Why focusing on assets will lead to a more equitable financial system

 
 


SaverLife President and CEO, Leigh Phillips, recently joined the Acting Comptroller of the Currency, Michael Hsu, and Neighborworks President and CEO, Marietta Rodriguez, to discuss how the financial system is (or isn’t) serving consumers. The 40-minute discussion — which is part of an ongoing series from the Office of the Comptroller of the Currency — covered a lot of ground. From topics on creating a financial system that recognizes the daily realities of the millions of Americans living paycheck to paycheck to the importance of assets and ownership, Phillips, Hsu, and Rodriguez continued to drive home the question: What would it look like if we, as leaders in the financial health space, measured our collective success by the financial health outcomes of our products and services on American households?

This question, of course, is central to SaverLife’s work. As a fintech nonprofit and advocacy organization, we’re committed to listening to and understanding our members’ real-life experiences and financial aspirations. Their priorities are our priorities, and we work to create financial tools and resources that support their efforts to achieve financial stability on their own terms.

However, as SaverLife’s own Leigh Phillips says, wedging a person’s financial life into a system that was never designed for their success will not bring about lasting equity.
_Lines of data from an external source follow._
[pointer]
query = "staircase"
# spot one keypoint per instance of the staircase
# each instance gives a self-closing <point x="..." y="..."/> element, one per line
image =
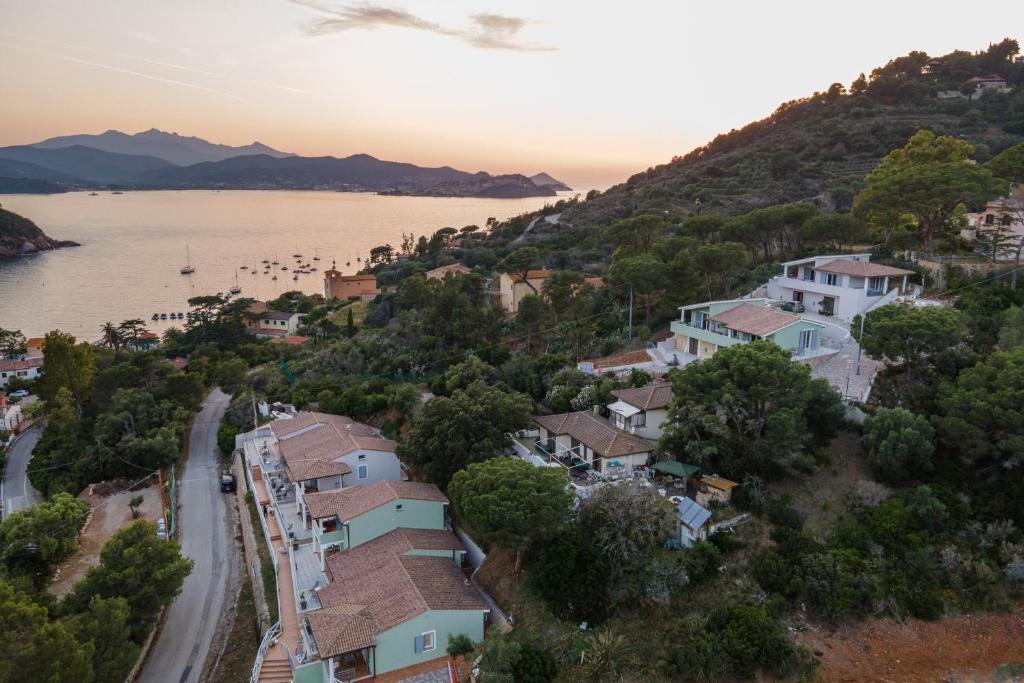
<point x="274" y="671"/>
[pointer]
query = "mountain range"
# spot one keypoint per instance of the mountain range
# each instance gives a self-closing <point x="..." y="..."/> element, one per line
<point x="157" y="160"/>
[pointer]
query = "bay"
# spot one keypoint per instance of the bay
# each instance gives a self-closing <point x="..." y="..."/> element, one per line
<point x="133" y="246"/>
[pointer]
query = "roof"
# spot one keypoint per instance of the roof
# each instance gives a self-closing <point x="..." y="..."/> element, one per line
<point x="293" y="340"/>
<point x="676" y="468"/>
<point x="845" y="266"/>
<point x="309" y="442"/>
<point x="349" y="503"/>
<point x="650" y="397"/>
<point x="692" y="514"/>
<point x="385" y="587"/>
<point x="596" y="433"/>
<point x="444" y="269"/>
<point x="278" y="315"/>
<point x="754" y="319"/>
<point x="7" y="365"/>
<point x="716" y="481"/>
<point x="530" y="274"/>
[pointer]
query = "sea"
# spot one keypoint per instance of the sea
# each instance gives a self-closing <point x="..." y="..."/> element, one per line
<point x="134" y="245"/>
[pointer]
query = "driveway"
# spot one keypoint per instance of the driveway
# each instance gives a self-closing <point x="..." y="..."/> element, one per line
<point x="207" y="538"/>
<point x="17" y="493"/>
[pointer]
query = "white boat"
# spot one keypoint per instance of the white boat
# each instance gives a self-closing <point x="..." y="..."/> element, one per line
<point x="187" y="267"/>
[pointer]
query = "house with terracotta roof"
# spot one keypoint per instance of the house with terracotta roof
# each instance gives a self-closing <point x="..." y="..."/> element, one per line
<point x="440" y="272"/>
<point x="349" y="288"/>
<point x="27" y="370"/>
<point x="584" y="439"/>
<point x="705" y="328"/>
<point x="344" y="518"/>
<point x="842" y="286"/>
<point x="512" y="288"/>
<point x="392" y="603"/>
<point x="641" y="411"/>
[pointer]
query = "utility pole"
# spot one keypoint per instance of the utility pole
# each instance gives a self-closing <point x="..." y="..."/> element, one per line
<point x="860" y="340"/>
<point x="631" y="314"/>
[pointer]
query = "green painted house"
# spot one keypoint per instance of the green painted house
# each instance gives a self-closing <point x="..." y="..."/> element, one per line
<point x="392" y="602"/>
<point x="345" y="518"/>
<point x="705" y="328"/>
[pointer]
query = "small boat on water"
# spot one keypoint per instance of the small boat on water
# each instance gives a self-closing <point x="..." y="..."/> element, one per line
<point x="187" y="268"/>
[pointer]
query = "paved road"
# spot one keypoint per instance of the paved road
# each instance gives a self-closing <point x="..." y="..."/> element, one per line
<point x="206" y="535"/>
<point x="17" y="493"/>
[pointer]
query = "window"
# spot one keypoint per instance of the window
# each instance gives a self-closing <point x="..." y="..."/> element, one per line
<point x="426" y="642"/>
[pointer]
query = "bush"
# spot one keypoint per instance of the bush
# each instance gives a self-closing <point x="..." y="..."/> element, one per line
<point x="900" y="444"/>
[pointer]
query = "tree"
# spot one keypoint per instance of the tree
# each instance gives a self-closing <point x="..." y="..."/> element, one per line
<point x="471" y="425"/>
<point x="909" y="336"/>
<point x="69" y="366"/>
<point x="104" y="632"/>
<point x="112" y="336"/>
<point x="520" y="262"/>
<point x="32" y="648"/>
<point x="982" y="414"/>
<point x="900" y="444"/>
<point x="1009" y="164"/>
<point x="11" y="343"/>
<point x="930" y="178"/>
<point x="627" y="524"/>
<point x="750" y="409"/>
<point x="134" y="565"/>
<point x="511" y="503"/>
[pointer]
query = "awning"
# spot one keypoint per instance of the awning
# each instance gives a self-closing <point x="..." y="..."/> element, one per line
<point x="624" y="409"/>
<point x="676" y="468"/>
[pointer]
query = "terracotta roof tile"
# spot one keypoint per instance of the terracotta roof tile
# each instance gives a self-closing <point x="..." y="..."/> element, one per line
<point x="845" y="266"/>
<point x="754" y="319"/>
<point x="650" y="397"/>
<point x="596" y="433"/>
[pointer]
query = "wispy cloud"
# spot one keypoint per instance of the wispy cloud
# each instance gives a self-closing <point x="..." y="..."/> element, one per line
<point x="493" y="32"/>
<point x="129" y="72"/>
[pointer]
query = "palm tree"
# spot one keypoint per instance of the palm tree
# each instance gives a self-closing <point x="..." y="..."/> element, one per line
<point x="112" y="336"/>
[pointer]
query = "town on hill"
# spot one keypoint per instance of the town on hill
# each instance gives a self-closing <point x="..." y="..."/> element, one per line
<point x="755" y="414"/>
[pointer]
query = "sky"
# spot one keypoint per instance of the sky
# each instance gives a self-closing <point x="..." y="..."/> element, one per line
<point x="589" y="90"/>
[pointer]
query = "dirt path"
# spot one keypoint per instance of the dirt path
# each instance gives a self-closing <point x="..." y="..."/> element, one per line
<point x="978" y="647"/>
<point x="110" y="513"/>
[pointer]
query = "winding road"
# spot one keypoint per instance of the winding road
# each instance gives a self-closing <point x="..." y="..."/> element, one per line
<point x="180" y="650"/>
<point x="17" y="494"/>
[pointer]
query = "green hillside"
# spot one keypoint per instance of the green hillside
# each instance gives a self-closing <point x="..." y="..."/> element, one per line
<point x="819" y="148"/>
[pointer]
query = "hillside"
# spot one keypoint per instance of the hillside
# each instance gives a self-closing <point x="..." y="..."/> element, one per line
<point x="818" y="148"/>
<point x="19" y="237"/>
<point x="86" y="163"/>
<point x="178" y="150"/>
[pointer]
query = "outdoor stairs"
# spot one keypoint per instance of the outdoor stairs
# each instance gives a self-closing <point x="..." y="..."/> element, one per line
<point x="274" y="671"/>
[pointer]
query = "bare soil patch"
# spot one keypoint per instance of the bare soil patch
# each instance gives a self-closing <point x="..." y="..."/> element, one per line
<point x="956" y="649"/>
<point x="110" y="513"/>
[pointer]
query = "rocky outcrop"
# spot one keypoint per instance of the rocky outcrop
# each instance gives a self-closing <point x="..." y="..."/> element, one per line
<point x="19" y="237"/>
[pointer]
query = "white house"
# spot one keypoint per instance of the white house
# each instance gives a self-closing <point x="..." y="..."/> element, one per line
<point x="592" y="439"/>
<point x="642" y="411"/>
<point x="841" y="286"/>
<point x="27" y="369"/>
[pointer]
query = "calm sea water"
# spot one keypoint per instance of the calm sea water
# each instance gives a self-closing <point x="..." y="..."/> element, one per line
<point x="134" y="244"/>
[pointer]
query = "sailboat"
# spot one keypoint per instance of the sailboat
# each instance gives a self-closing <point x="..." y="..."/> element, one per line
<point x="187" y="268"/>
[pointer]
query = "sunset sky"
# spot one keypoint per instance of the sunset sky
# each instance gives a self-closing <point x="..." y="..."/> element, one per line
<point x="590" y="91"/>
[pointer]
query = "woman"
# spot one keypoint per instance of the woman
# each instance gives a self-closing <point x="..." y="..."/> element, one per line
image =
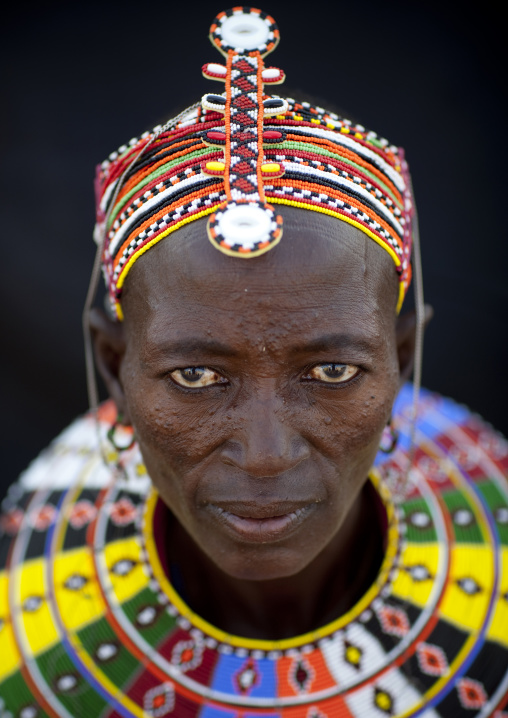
<point x="223" y="546"/>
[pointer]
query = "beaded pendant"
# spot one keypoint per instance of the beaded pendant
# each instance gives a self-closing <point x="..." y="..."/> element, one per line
<point x="245" y="225"/>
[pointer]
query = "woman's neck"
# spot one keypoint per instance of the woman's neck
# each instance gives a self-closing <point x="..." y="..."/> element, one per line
<point x="281" y="608"/>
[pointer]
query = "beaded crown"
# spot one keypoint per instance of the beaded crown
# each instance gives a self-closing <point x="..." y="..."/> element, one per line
<point x="236" y="155"/>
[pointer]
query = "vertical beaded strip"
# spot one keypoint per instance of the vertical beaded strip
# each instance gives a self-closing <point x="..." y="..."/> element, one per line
<point x="245" y="225"/>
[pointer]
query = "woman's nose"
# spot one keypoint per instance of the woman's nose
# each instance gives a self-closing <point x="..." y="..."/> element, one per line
<point x="264" y="441"/>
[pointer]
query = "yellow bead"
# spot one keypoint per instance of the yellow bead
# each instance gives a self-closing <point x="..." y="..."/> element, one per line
<point x="215" y="166"/>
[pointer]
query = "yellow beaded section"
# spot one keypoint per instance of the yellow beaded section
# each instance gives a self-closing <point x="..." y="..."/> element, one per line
<point x="285" y="644"/>
<point x="271" y="200"/>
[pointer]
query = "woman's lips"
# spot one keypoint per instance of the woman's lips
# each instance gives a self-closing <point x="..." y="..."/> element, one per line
<point x="265" y="529"/>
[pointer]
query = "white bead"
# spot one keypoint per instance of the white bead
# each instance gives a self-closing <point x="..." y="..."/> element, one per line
<point x="244" y="31"/>
<point x="244" y="225"/>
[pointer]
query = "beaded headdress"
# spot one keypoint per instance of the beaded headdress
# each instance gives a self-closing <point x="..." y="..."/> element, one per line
<point x="236" y="155"/>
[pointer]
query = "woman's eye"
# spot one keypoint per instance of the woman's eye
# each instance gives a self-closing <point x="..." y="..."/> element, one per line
<point x="333" y="373"/>
<point x="196" y="377"/>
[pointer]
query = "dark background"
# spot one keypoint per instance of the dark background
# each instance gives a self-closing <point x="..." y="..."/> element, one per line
<point x="80" y="79"/>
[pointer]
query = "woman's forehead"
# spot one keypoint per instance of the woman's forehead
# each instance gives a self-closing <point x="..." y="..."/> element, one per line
<point x="321" y="262"/>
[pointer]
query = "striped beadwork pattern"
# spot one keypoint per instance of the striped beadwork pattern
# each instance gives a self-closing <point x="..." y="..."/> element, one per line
<point x="232" y="148"/>
<point x="91" y="625"/>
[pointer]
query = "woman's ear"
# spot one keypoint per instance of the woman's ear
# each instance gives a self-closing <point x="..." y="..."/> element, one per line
<point x="109" y="346"/>
<point x="405" y="332"/>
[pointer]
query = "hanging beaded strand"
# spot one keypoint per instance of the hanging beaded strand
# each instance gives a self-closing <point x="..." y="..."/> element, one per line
<point x="245" y="225"/>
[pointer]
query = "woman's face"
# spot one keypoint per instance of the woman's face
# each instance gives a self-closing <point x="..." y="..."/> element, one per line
<point x="258" y="389"/>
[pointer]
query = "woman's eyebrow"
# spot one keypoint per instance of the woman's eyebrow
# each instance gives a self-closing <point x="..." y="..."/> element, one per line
<point x="328" y="342"/>
<point x="190" y="346"/>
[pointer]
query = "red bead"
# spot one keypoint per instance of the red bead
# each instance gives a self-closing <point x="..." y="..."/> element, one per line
<point x="211" y="135"/>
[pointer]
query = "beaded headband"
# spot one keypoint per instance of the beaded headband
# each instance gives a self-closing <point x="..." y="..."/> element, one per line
<point x="227" y="155"/>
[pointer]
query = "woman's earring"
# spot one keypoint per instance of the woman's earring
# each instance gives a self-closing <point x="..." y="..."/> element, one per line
<point x="127" y="433"/>
<point x="389" y="438"/>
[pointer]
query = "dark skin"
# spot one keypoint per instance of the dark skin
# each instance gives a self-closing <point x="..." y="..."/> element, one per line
<point x="258" y="390"/>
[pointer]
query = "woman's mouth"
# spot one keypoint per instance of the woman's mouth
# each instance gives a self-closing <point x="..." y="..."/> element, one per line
<point x="263" y="525"/>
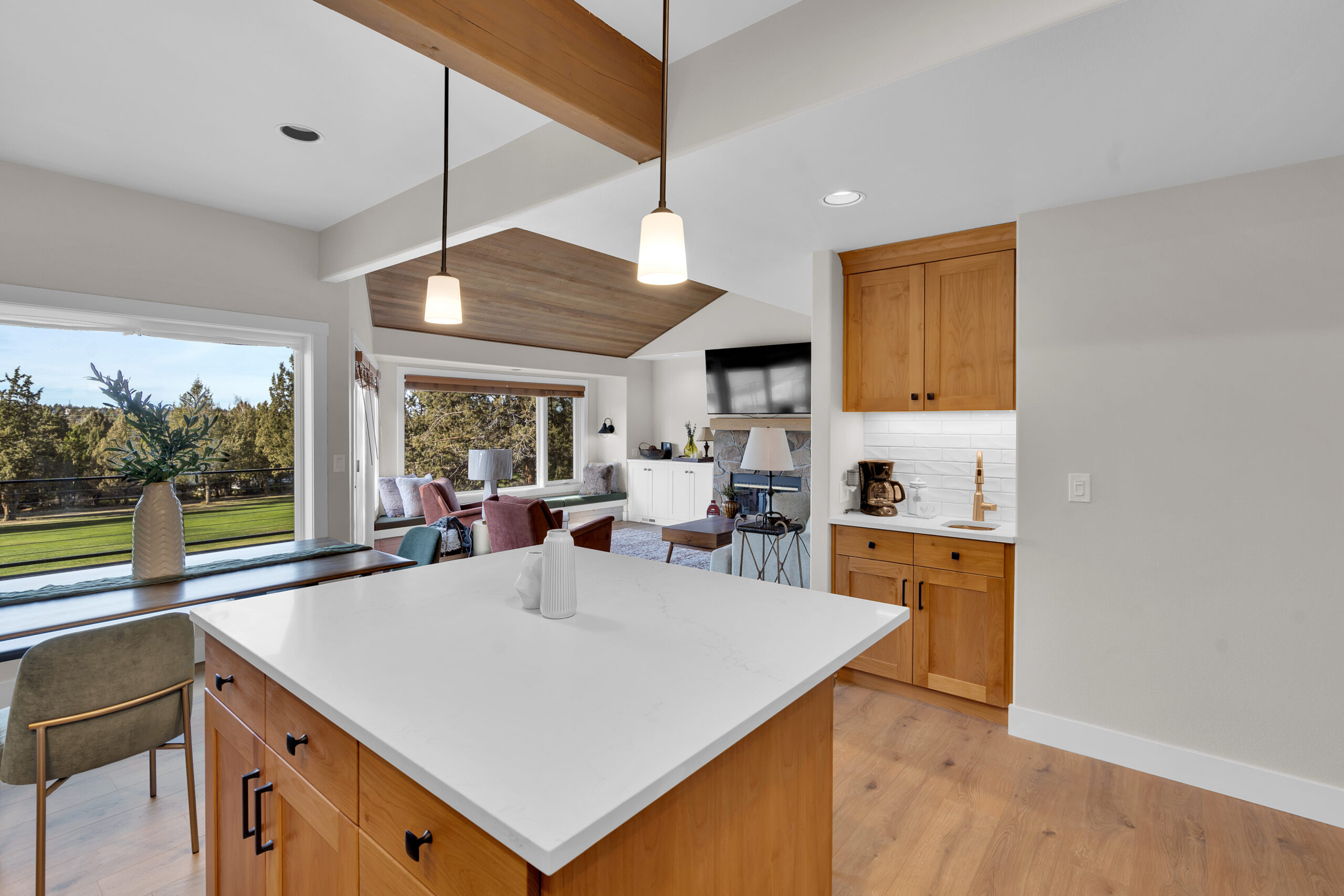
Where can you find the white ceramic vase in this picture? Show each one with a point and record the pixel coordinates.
(158, 547)
(529, 585)
(560, 582)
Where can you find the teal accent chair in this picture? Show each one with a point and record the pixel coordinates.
(420, 544)
(89, 699)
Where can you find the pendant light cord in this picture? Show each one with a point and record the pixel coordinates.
(663, 145)
(443, 253)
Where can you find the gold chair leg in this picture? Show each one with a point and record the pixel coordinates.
(191, 772)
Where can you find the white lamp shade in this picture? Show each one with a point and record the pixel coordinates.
(662, 250)
(768, 449)
(444, 301)
(490, 464)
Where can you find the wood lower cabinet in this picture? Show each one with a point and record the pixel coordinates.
(959, 640)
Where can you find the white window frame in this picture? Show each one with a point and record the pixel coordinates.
(58, 309)
(543, 487)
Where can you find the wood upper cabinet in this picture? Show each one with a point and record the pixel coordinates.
(960, 635)
(886, 583)
(233, 754)
(885, 340)
(971, 333)
(932, 336)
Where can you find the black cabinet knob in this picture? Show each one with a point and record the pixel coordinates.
(414, 842)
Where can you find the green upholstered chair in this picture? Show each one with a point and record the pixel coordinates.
(420, 544)
(89, 699)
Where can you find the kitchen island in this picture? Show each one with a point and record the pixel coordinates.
(420, 733)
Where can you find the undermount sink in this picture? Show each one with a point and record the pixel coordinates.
(980, 525)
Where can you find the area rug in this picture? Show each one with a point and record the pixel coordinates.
(649, 546)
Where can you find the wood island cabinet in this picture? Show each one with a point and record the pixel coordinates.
(932, 336)
(959, 592)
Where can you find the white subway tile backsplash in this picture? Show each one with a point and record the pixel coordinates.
(940, 448)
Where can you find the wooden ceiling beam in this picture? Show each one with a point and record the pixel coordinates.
(551, 56)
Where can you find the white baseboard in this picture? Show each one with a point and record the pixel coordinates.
(1273, 789)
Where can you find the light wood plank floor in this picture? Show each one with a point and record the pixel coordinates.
(928, 803)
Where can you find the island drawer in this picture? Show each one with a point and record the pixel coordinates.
(237, 684)
(323, 754)
(960, 555)
(875, 544)
(459, 860)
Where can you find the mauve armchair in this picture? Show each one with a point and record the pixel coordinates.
(523, 523)
(440, 500)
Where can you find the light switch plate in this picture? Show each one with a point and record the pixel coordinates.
(1079, 487)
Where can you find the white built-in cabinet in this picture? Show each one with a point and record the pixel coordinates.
(668, 492)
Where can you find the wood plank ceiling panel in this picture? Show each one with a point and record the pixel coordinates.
(529, 289)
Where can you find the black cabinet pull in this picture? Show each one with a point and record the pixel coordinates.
(257, 792)
(414, 842)
(249, 832)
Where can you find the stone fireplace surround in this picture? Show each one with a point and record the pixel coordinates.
(730, 444)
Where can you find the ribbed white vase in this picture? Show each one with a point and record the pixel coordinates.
(158, 547)
(560, 581)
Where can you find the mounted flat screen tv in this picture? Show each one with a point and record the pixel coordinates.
(760, 379)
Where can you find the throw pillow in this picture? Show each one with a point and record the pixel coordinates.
(392, 498)
(597, 479)
(409, 487)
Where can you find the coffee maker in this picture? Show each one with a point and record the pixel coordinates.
(879, 493)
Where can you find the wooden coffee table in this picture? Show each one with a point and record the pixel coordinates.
(704, 535)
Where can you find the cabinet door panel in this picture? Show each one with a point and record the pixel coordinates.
(316, 849)
(886, 583)
(233, 867)
(960, 635)
(970, 333)
(885, 340)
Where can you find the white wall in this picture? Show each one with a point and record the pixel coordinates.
(84, 237)
(1184, 347)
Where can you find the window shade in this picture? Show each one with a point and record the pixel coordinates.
(491, 387)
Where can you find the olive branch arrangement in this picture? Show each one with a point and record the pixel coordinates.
(162, 449)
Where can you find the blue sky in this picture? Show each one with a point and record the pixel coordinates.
(58, 362)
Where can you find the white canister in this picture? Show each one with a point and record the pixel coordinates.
(529, 585)
(560, 581)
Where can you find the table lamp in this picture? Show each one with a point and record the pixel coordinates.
(768, 450)
(491, 465)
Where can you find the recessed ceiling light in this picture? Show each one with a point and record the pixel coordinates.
(300, 133)
(843, 198)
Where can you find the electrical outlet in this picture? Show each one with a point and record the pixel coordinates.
(1079, 487)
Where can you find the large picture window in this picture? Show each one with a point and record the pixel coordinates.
(447, 418)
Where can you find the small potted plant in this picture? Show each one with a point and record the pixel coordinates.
(730, 501)
(152, 457)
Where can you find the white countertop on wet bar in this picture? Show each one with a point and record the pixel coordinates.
(549, 734)
(1007, 532)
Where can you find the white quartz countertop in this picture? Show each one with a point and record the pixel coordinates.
(1007, 532)
(549, 734)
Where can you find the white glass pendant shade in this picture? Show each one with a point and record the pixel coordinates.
(444, 300)
(662, 249)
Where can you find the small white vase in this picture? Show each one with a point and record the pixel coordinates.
(529, 585)
(158, 547)
(560, 582)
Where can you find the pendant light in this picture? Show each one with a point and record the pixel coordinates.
(662, 238)
(444, 293)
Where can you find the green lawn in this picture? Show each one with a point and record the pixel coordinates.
(77, 534)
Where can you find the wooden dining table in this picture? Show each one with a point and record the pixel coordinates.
(23, 625)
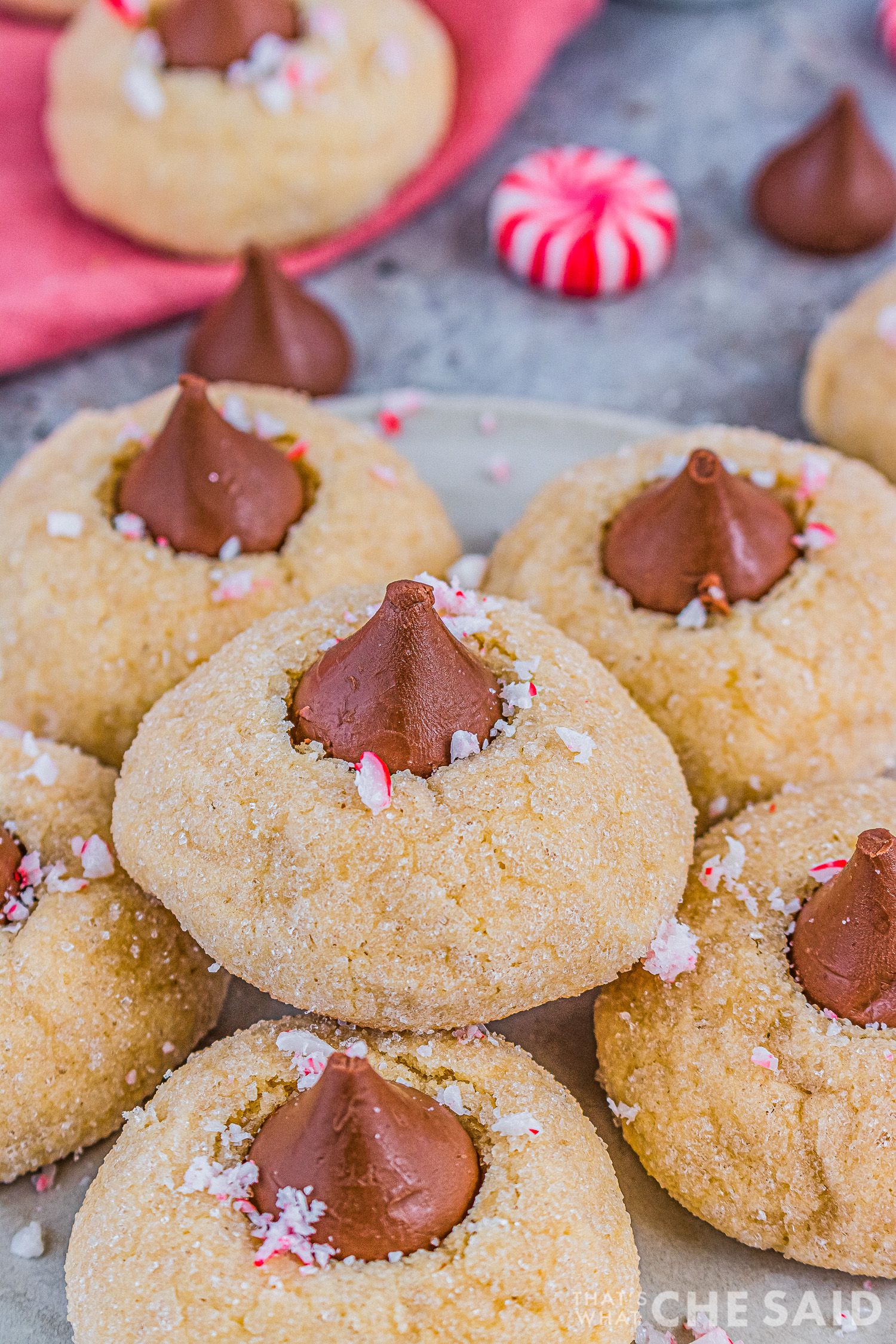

Current products and services — as extensions of the larger system — fall short in addressing the complex financial lives of people living with low-to-moderate incomes. And that’s if they consider their needs at all.

The positive news is that fintech doesn’t have to maintain the status quo. It can be leveraged for good to democratize access to relevant and reliable financial resources and create more opportunities for people to achieve financial stability. More importantly, it can reform the financial system from the inside, recentering it to represent and prioritize the financial aspirations of people living with low-to-moderate income.

How can the social sector lead the charge on fintech for good? Here are three ways that the financial health field can help create more equitable products and services that drive financial inclusion:

  1. Understand the users’ needs. There’s an opportunity to invest in learning more about consumers that the social sector is supporting: who they are, what they’re striving toward, and the ways that they’re feeling held back by the financial system. Knowing more about our clients and their priorities can lead to outcomes that benefit people who have been historically underserved by the financial system.

  2. Measure outcomes, not just metrics. Internal metrics might report success, but the individual outcomes of consumers can tell a very different story. If the financial health field can continue asking the question “Is this product making things better or making things worse?”, it will be able to examine specific product or service features and refine them to apply to a wider audience.

  3. Design products that meet people where they are. People are making complex financial choices and tradeoffs on a daily basis. Rather than trying to change people to fit a poorly designed system, financial products and services should meet the person where they are and provide the tools and resources they need to reach their next step.

To echo Acting Comptroller Hsu’s words, the conversation on outcomes for consumers must stem from “a sense of shared purpose… working collaboratively to align resources and will.” We, as leaders of the financial health sector, must rally around a collective effort to understand the people we’re serving and put their needs first. By realigning under this north star, we can refine financial products and services to help consumers achieve their desired outcomes — and build a more equitable financial system in the process.